Healthy, inexpensive, mouth-watering dishes often seem to be unreachable treasures these days as food prices soar. Certainly, finding a nice, affordable place for lunch has been quite a headache for me.

However, I recently discovered a food stall in Choi Hung Road Market and Cooked Food Centre, which has cured my headache! It offers a buffet at an incredibly low price of HK$20.

The words on the paper board at the stall, saying "$20 buffet lunch, please do not waste food", immediately caught my eye, as I arrived there around lunch time.

Then came warm greetings from the food stall owners, Miss Chow and Miss Wong. On display in front of me were more than 10 kinds of different home-made dishes, including fried vegetables, steamed fish, scrambled eggs and sweet and sour pork. The buffet also offered rice, congee and soup.

Looking at the dishes, I wondered why anyone would sell food at such a low price, especially during a time of inflation.
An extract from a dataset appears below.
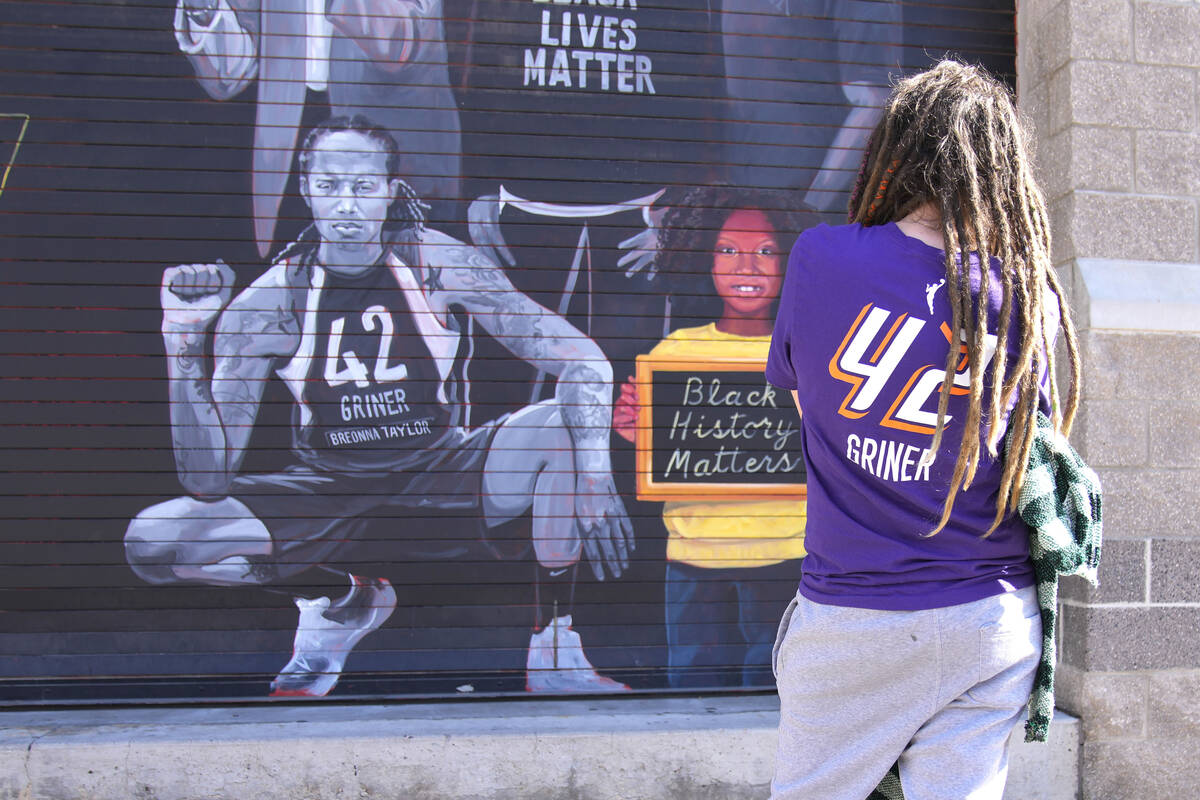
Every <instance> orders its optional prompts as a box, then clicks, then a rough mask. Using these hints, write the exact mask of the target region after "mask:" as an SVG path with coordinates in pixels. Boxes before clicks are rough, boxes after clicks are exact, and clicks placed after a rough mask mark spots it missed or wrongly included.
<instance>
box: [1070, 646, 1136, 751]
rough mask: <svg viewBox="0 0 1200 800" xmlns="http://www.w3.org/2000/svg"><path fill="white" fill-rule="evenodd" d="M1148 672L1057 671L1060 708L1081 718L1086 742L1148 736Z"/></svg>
mask: <svg viewBox="0 0 1200 800" xmlns="http://www.w3.org/2000/svg"><path fill="white" fill-rule="evenodd" d="M1147 680H1148V679H1147V673H1105V672H1100V673H1093V672H1082V670H1080V669H1075V668H1074V667H1070V666H1069V664H1061V666H1060V667H1058V668H1057V669H1056V670H1055V681H1056V691H1055V700H1056V703H1057V704H1058V708H1061V709H1066V710H1068V711H1070V712H1072V714H1074V715H1075V716H1078V717H1079V720H1080V726H1081V727H1082V734H1084V740H1085V741H1098V740H1104V739H1129V738H1141V736H1145V735H1146V708H1147V706H1146V694H1147V691H1148V690H1147Z"/></svg>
"In 2003, we sold our buffet dishes for HK$10 to try to survive the tough competition from the many other food stalls here," says Chow, recalling the difficult economic climate of past years. "The money we've been earning is just enough for us to continue our business."

The food stall started catering to mostly factory workers, the elderly, the unemployed and the homeless in the 1980s. Today it caters to customers from all walks of life - and many of them are long-term regulars.

Chow and Wong, along with another worker, are responsible for everything at the food stall - including cooking, washing dishes and the cleaning of tables. "It has been really hard work, but we've got through all the difficulties; we wanted to ensure the needy people coming here have a good meal at an affordable price,'' Chow says.

I saw Chow and Wong chatting to several customers, who seem to have been eating there for a long time.

I felt my stomach rumble, so Chow gave me a plate and I began to fill it up with different foods.

As I was about to start eating, a Westerner sitting at a table nearby, who was also enjoying the buffet, caught my attention.

My curiosity got the better of my hunger, and I got up to talk to the man.

His name is Patrick and he is an English teacher working at an office nearby. He said he started coming to the hawker centre to eat about a year ago. Patrick said he came back time and again because of the stall's good, healthy food. "Unlike the fatty foods served in other restaurants, here I can eat lots of vegetables and so enjoy a lighter diet," he says. "I come here five times a week."

When I returned to my own table, I found someone had covered my plate with another plate, to help keep the food warm. I glanced at Chow, who did not say a word, but I knew she had performed this simple yet caring act.

As I started eating, I could taste something more than just the food - warmth and friendliness. This, I think, is why the food stall attracts customers, who come back again and again.